Hiram Powell, interim president of Bethune-Cookman University, spoke of Bethune's faith, calling it a cornerstone of her legacy and existence.
“She is truly one of the crown jewels of our city, of our state and our nation," Powell said.
There were times when Bethune did not feel like pressing on, said Daytona Beach Mayor Derrick Henry, who also serves on the Dr. Mary McLeod Bethune Statuary Fund board. But still, she pressed on.
“When history records how we as a community responded to our role as custodians of this great legacy, let the record read that Daytona Beach passed the test with straight superiors," Henry said.
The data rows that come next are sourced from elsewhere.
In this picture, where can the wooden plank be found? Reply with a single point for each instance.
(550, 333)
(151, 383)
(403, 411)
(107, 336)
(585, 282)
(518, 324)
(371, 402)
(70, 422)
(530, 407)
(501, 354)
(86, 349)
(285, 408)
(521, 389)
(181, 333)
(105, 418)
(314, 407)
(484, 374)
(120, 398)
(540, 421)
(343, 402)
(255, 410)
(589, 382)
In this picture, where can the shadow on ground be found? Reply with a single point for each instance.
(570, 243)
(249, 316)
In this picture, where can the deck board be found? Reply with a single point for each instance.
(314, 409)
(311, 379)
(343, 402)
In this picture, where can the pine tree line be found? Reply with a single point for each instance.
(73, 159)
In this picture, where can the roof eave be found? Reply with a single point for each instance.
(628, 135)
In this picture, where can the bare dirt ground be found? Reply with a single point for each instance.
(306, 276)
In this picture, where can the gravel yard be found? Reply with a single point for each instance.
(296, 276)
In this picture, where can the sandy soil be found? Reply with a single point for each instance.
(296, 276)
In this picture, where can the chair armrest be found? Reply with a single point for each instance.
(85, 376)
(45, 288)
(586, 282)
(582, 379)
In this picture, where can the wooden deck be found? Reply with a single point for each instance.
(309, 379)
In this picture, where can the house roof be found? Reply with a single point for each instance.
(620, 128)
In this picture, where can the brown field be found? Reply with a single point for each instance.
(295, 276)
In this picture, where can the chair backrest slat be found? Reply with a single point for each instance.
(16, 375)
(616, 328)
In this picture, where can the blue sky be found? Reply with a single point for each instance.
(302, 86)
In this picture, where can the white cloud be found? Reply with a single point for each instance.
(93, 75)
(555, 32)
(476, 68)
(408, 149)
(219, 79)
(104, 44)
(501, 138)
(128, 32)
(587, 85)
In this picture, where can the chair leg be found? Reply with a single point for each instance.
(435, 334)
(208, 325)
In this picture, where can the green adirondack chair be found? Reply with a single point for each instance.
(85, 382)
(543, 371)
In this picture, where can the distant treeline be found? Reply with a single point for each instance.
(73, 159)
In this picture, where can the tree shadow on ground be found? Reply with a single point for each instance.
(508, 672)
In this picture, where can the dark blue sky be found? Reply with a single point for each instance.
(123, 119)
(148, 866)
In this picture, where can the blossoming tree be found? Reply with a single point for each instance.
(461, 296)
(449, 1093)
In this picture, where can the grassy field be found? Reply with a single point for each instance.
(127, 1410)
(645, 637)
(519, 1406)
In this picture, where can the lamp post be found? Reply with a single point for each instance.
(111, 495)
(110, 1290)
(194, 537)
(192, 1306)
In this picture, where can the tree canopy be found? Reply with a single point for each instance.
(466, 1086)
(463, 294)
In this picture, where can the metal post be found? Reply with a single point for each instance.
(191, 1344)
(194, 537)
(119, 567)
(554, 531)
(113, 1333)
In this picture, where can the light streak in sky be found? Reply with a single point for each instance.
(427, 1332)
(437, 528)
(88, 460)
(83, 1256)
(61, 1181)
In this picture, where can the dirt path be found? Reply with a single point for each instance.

Statuary Fund board member and Volusia County Councilwoman Billie Wheeler said Bethune exemplified "all that is great about humanity," and that 66 years after her death, Bethune continues to inspire people to put aside their differences, serve their community and fight for social justice.
“These goals were paramount 100 years ago, and they are even more important today," Wheeler said. "Dr. Mary McLeod Bethune is a beacon of hope, and her vision of education, equality and empowerment lives on.”